C’est donc avec un arrière-goût de déception, voire de dépit, que s’ouvre le lendemain de cette comédie constitutionaliste, indépendamment de tout jugement de l’état d’exception qui y a mis fin ou presque, pour la satisfaction et l’espoir de la plupart des Tunisiens, mais qui tarde terriblement à engager son projet de renouveau et un vrai plan de rétablissement de l’union nationale autour d’un intérêt entendu pour la Patrie. Au fond, ce qui compte pour la majorité des citoyens, ce n’est pas le petit ghetto de quelques boutiques politiques d’un piètre et miséreux commerce, d’un côté ou de l’autre, mais c’est l’image et la dignité d’une Patrie capable de garantir la qualité de vie pour ses citoyens.

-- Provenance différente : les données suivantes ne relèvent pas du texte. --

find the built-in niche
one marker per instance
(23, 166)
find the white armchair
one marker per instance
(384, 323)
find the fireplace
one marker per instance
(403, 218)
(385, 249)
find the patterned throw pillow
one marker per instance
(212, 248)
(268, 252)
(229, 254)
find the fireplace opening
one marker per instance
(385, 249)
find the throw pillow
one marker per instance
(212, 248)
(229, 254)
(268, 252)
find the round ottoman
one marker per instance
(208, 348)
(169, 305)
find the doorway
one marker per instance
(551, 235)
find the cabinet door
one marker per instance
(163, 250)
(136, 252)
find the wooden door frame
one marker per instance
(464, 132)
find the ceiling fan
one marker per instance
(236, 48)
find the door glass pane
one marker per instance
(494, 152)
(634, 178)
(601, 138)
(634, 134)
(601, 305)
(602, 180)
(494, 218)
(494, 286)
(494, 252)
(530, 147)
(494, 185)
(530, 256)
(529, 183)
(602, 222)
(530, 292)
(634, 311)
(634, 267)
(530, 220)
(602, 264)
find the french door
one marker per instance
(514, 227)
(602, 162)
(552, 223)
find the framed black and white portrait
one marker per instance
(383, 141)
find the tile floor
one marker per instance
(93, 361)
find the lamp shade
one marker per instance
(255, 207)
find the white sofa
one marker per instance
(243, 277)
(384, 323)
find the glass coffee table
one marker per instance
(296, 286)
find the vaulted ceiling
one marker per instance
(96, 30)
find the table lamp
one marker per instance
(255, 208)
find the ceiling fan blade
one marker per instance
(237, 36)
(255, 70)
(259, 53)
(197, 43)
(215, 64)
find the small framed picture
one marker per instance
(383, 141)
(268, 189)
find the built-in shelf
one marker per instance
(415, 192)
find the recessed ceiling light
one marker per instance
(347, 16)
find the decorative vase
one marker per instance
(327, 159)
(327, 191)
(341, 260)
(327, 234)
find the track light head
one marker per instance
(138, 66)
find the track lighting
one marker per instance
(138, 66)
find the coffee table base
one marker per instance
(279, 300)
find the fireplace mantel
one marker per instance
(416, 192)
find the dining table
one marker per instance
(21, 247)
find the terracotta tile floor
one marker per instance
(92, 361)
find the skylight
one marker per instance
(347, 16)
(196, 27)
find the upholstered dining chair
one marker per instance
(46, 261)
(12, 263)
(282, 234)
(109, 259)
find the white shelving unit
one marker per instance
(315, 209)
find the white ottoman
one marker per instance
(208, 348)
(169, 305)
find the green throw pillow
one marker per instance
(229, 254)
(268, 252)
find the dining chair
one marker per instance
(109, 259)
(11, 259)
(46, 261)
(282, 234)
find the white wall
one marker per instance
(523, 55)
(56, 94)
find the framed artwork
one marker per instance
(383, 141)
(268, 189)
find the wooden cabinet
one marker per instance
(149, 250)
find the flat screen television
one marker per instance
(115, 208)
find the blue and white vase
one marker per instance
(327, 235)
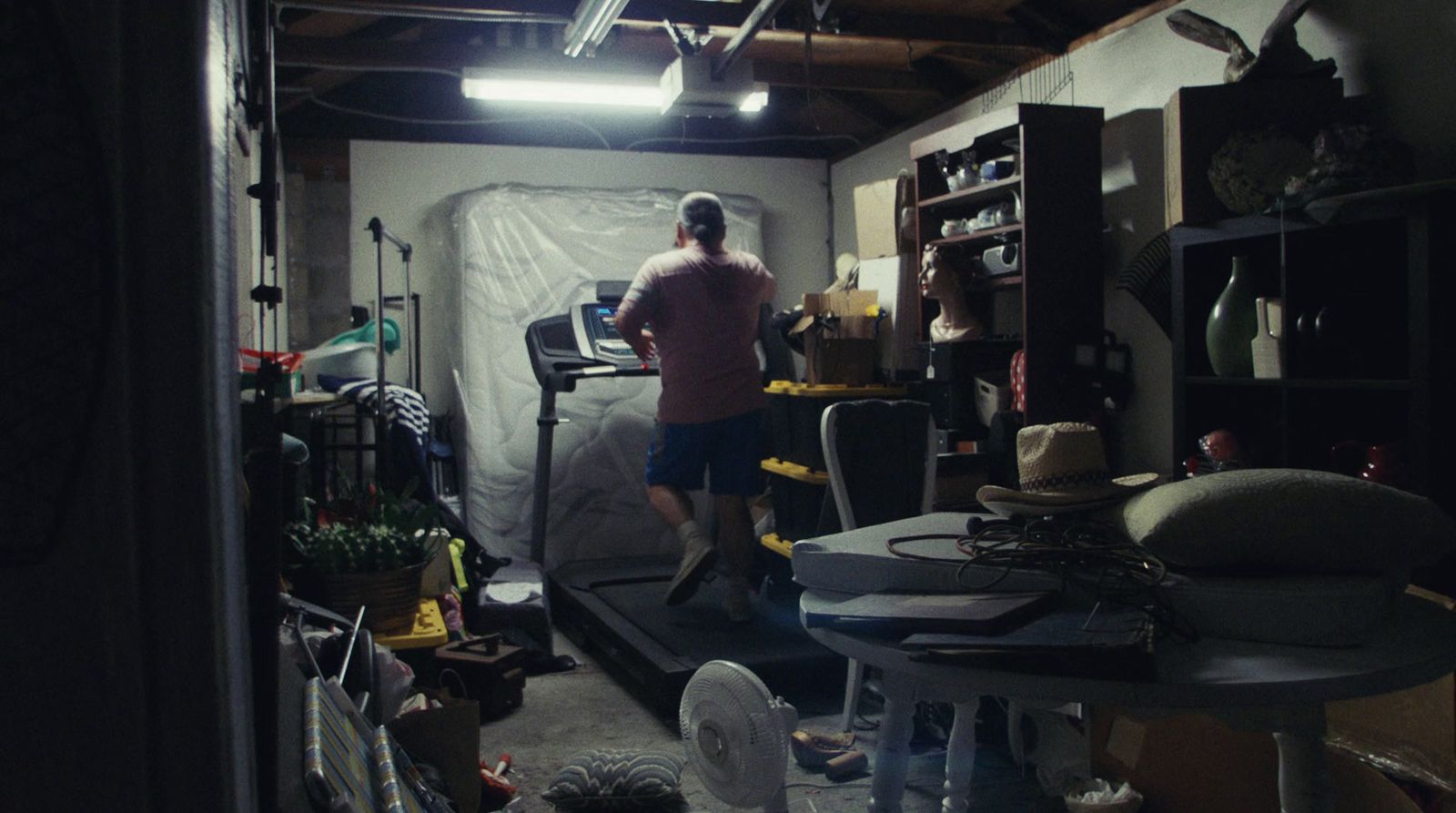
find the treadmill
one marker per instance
(613, 608)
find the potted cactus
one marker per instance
(366, 551)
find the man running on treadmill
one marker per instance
(703, 305)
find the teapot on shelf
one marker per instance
(1385, 463)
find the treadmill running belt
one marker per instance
(701, 631)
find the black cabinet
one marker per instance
(1053, 300)
(1366, 340)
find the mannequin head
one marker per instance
(701, 220)
(941, 279)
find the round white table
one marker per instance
(1269, 686)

Ainsi, ne trouvant plus dans la politique ni leurs bons sentiments, ni leurs motivations positives, ni encore leurs plaisirs épanouissants, ces citoyens se rabattent sur la petite lueur d’espoir qui les anime en rapport à un succès national footballistique et s’y nourrissent de passion patriotique et de convivialité sociétale contrastant avec les vénéneuses adversités politiques. Ce vendredi d’aujourd’hui donc, les Tunisiens ont déjà oublié le jeudi d’hier, comme on cherche à oublier une indésirable misère. Ils ont plutôt les yeux et les espoirs fixés sur demain, sur ce samedi de la jeunesse tunisienne qui a souvent démenti les pronostics et remporté les matchs les plus difficiles à des moments fatidiques.
Certes, un match de foot reste toujours une rencontre sportive avec ses heurts et ses bonheurs, mais parfois, quelque chose de plus intense, d’existentiel même s’y inscrit vivement et produit son effet insoupçonné, impactant à la fois les sentiments, les comportements et les intelligences des personnes, individuellement ou collectivement. Tel a été le cas pour le match du 23 janvier 2022, quand les joueurs tunisiens lourdement diminués par les conditions générales, sont venus à bout du principal favori de la compétition de la CAN 2021. Ce vendredi 28 janvier, les citoyens tunisiens vont rêver le même esprit et le même courage devant Le Burkina Faso, en se souvenant de la Coupe du Monde de 1978 et de ses héros.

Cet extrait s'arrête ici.